Folded Frame Card

I have been busy trying something different, and working on some special projects for special people, and will share in time, so as not to spoil any surprises.
I used stamps in this project that I have had for years and with promarkers they have been given a new lease of life. I am really pleased with the colouring, and discovered that it is so true, that if you get the right paper, shading with the promarkers just sort of happens.

I had the idea to try this because I caught the end of a show on Create & Craft with Mel Heaton, who created a beautiful sample and had just demonstrated how to make it.
As I only caught the very end of the demonstration and saw her final creation, I set about working out how to make it – it took me an evening (and many sheets of scrap paper).

I was quite chuffed with the results and it is another unusual idea for a mini album/scrapbook. Its also a great idea for a really special birthday for someone
I have attempted here to explain how it is made, because honestly it is not as complicated as it looks.

Take a piece of square paper and score at the 1/4 intervals, both horizontally and vertically. So for this 12×12 sheet, the score lines are at 3″, 6″, 9″ & 12″.  Score also the diagnal lines as shown.
 It is worth scoring all lines on both sides of the paper, with a bone folder, to help with the folding later on.
If you are using a double sided sheet of paper, set the paper down on the table with the pattern you would like to be seen, table side down.
Fold down each corner to the first diagnal fold, and for the purpose of this explanation I have stuck these corners but there is no need. Also I have labelled each 1/16th (individual squares) to try and help the folding process coming next.

Set the paper with the folded corner at the top, and the labels in the configuration above. If you have scored and folded on both dised of the paper the next folds will happen easier – manipulate the folds so that the 2 triangles labelled ‘A’ lay down covering square ‘B’.  The contrasting colour of triangle ‘C’, will be facing upwards.
See the next photo so show how you paper should look at this stage.
You should be at this stage, having made the folds at the first corner.
Move the paper round and fold each corner in the same way. Ensuring that the 2 ‘A’ triangles fold downwards onto their corresponding ‘B’ square.
Your paper should look like this after 2 corners have been folded.

When you have folded all 4 corners, your paper should be looking something like this.

When flat make sure all folds are crisp with a bone folder and this will help the paper keep its shape. it will not lay completely flat at this stage and it may be worth putting it to one side with a weight on top (I put mine under my glass mat) to carry on to the next stage.
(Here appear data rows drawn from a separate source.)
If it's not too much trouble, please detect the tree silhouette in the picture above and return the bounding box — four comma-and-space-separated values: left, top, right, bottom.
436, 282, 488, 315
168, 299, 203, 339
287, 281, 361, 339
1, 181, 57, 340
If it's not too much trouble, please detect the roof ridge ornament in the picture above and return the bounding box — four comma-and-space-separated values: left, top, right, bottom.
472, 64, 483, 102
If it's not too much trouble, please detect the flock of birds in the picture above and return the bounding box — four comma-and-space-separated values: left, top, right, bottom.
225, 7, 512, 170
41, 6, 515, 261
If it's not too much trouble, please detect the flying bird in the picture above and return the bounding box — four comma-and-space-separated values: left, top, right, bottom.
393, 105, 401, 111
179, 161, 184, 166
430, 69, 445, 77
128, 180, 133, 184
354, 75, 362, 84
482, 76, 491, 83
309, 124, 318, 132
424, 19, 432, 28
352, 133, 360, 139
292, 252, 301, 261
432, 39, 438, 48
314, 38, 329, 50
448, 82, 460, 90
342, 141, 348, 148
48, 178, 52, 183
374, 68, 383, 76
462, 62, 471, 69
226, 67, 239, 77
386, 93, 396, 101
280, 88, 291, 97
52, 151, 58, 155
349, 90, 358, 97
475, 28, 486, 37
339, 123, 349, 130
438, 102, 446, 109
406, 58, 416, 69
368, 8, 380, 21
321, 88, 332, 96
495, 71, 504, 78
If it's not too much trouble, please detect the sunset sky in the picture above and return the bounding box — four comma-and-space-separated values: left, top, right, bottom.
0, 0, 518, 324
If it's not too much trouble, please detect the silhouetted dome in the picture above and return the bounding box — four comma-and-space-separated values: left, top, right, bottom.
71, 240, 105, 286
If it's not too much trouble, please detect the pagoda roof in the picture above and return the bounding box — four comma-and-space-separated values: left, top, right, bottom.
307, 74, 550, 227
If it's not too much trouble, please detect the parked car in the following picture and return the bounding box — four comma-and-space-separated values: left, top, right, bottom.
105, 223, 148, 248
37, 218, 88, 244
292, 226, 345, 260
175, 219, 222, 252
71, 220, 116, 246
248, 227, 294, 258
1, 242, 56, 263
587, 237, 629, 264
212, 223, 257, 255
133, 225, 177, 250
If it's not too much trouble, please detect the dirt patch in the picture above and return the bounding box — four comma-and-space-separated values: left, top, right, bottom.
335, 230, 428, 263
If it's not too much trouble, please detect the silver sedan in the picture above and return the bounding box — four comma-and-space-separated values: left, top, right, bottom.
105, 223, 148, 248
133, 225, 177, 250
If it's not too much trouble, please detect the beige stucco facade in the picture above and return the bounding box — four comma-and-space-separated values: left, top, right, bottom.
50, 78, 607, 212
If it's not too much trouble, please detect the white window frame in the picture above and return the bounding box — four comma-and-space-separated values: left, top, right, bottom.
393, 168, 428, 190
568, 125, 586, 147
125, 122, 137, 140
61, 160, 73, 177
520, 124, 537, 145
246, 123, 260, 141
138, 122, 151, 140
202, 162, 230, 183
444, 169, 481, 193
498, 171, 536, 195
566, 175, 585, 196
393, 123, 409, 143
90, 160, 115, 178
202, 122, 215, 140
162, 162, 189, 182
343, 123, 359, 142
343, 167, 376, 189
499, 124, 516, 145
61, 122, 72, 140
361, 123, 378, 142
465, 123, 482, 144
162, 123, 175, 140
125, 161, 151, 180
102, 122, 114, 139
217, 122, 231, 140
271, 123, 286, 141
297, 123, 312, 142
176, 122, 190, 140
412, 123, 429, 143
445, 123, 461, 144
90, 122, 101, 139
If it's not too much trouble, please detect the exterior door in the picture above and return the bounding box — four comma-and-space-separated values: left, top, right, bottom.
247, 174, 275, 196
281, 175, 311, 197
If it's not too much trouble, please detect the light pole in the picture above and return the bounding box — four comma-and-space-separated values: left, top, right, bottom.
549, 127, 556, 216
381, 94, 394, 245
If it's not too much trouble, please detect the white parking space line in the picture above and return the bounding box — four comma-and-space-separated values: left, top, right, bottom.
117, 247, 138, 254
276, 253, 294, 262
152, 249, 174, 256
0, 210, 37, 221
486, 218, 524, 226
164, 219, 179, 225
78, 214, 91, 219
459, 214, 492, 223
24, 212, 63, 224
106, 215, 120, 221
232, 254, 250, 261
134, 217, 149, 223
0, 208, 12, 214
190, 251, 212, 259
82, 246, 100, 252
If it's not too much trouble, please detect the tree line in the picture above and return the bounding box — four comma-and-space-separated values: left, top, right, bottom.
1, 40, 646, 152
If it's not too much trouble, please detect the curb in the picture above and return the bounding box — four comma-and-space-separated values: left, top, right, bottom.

Measure and cut a square of contrasting cardstock that is just a few millimetres smaller that the square shape of the folder paper. Insert this square under the corners of the folded piece, in a ‘photo corner’ kind of fashion. It is this that will make the whole piece keep its shape and hideaway the folds in the centre.

So that you can make a double folded frame (as below), you will need to make a hinge. Measure the length marked ‘x’ in the photo, and use that measurement to cut a square of co-ordinationing cardstock.
Make 2 score lines, about 0.5mm apart, either side of the point to point diagnal line. Again make the score lines crisp with a bone folder.

Insert the hinge within the folds of each folded frame, so that it is almost hidden. With the frames in front of you you will see where the hinge needs to sit, and give you the double frame as below.

Well done if you have reached this stage. You can go on to create another 2 folded frames and hinges to give you 4 hinged frames. You can link as many folded frames togther as you require. Work in multiples of 2 so that you will always have a from and back.

This design is a lovely way to display multiple photographs, or sample of stamp sets or even tell a story. The possibilites are endless and a lovely way to use the gorgeous 12×12 scrapbook papers you have collected.

Why not use 8×8 papers that are available to make little handbag sized albums as gifts, or a lovely reminder for you to carry holiday snaps.

I hope I have managed to explain this for you in a clear way, and you enjoy making something different.